OpenVPN Support Forum

I have successfully spun up an OpenVPN server and connected to it in my network. So far so good.

But I have another network that just allows TLS handshake to be established with well-known TLS certificates. So in this network, I face the "TLS handshake failed".
I am new to OpenVPN. I am looking for a solution to use a domain with a certified TLS to connect to the server. Is it even possible?

Hi there!
With "another network" you mean "another OpenVPN server"?
When connecting to a specific OpenVPN server you need credentials (i.e. a certificate) that is valid for *that* server.

Hey!
No. There is one OpenVPN server. Clients are in different networks.
To be precise, I can connect to the OpenVPN server. But clients in Iran(another network) cannot connect to it. Because they blocked the TLS handshake. As I said, they only allow TLS handshakes for well-known issuers.
I do not know how the OpenVPN handshake works. I think if I can use a domain with a well-known TLS issuer, the problem will fix.

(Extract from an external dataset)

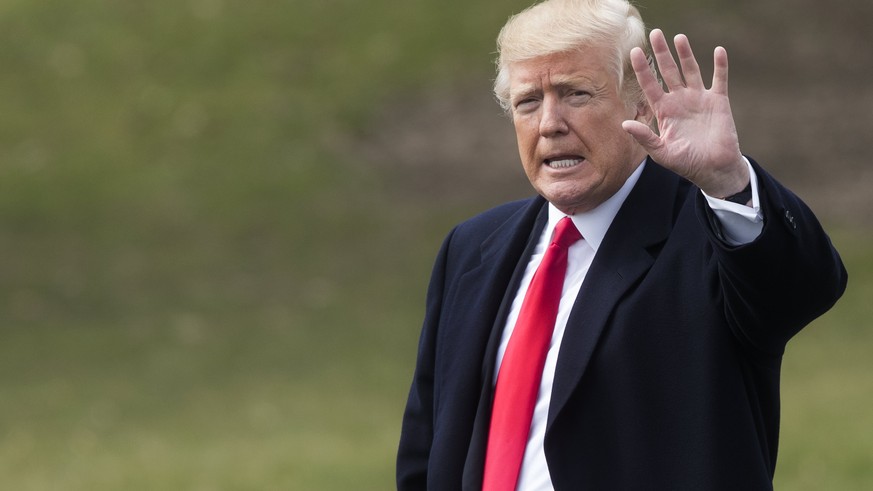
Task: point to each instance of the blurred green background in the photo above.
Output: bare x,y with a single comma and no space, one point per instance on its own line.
217,219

OpenVPN does not perform a classic TLS handshake like (for example) web browsers.
So probably in Iran they entirely blocking the OpenVPN protocol or the port being used (?)

Thanks for the clarification. Is there any documentation on how the TLS handshake works in OpenVPN?

For now, I run a server inside and did ssh port forwarding to the OpenVPN server. People can connect to the OpenVPN server through the inside server. But I was looking for a solution to remove the inside server. Note that the OpenVPN IP is not blocked and can be reached from Iran. Furthermore, I use a different port rather than 1194(the default port).

I should mention that without the inside server, the clients get a "TLS Error: TLS key negotiation failed to occur within 60 seconds (check your network connectivity)" error. I think the problem occurs before the OpenVPN protocol initiates and the connection cannot be established.

My finding: the server receives the TLS request, then answers it. But the client does not receive the server's answer.

It's very possible that they are intercepting the OpenVPN wire format and just dropping all packets. The TLS handshake is performed like any other handshake, but it happens *inside* the OpenVPN encapsulation. The latter is what might be getting blocked

ordex wrote: ↑

Thu Oct 20, 2022 11:59 am

It's very possible that they are intercepting the OpenVPN wire format and just dropping all packets.

Does this answer why it is possible to connect to OpenVPN through an SSH port forwarding?

ordex wrote: ↑

Thu Oct 20, 2022 11:59 am

The TLS handshake is performed like any other handshake, but it happens *inside* the OpenVPN encapsulation.

I know this might be a silly question. It is not possible to use a signed certificate(like websites), right?

Zartosht wrote: ↑

Thu Oct 20, 2022 12:45 pm

ordex wrote: ↑

Thu Oct 20, 2022 11:59 am

It's very possible that they are intercepting the OpenVPN wire format and just dropping all packets.

Does this answer why it is possible to connect to OpenVPN through an SSH port forwarding?

Yeah, in this case the connection looks like a normal SSH connection. What flows inside is not visible to whoever is intercepting it.

I have also the similar problem. I have a Centos 7 server outside Iran, and the IP is not blocked. However, any VPN that I have installed (including Outline, OpenConnect, Wireguard, and OpenVPN) fails to do the TLS handshake with the clients inside Iran. Not to mention that all vpn's work fine if the client is outside Iran.
I tried anything I could:
- upgrading TLS to TLS1.3,
- VPN obfuscation via auth-crypt and auth-crypt-v2 in Openvpn
- relaxing any key verification by the PAM auth (username and password) in Openvpn.
Nonetheless, the problem persists; After receiving the initial TLS packet from the client, the connection stuck and fails.

Any suggestion to circumvent this governmental internet blockage?
Is there any authorization method in Openvpn which does not need this first initial TLS packet?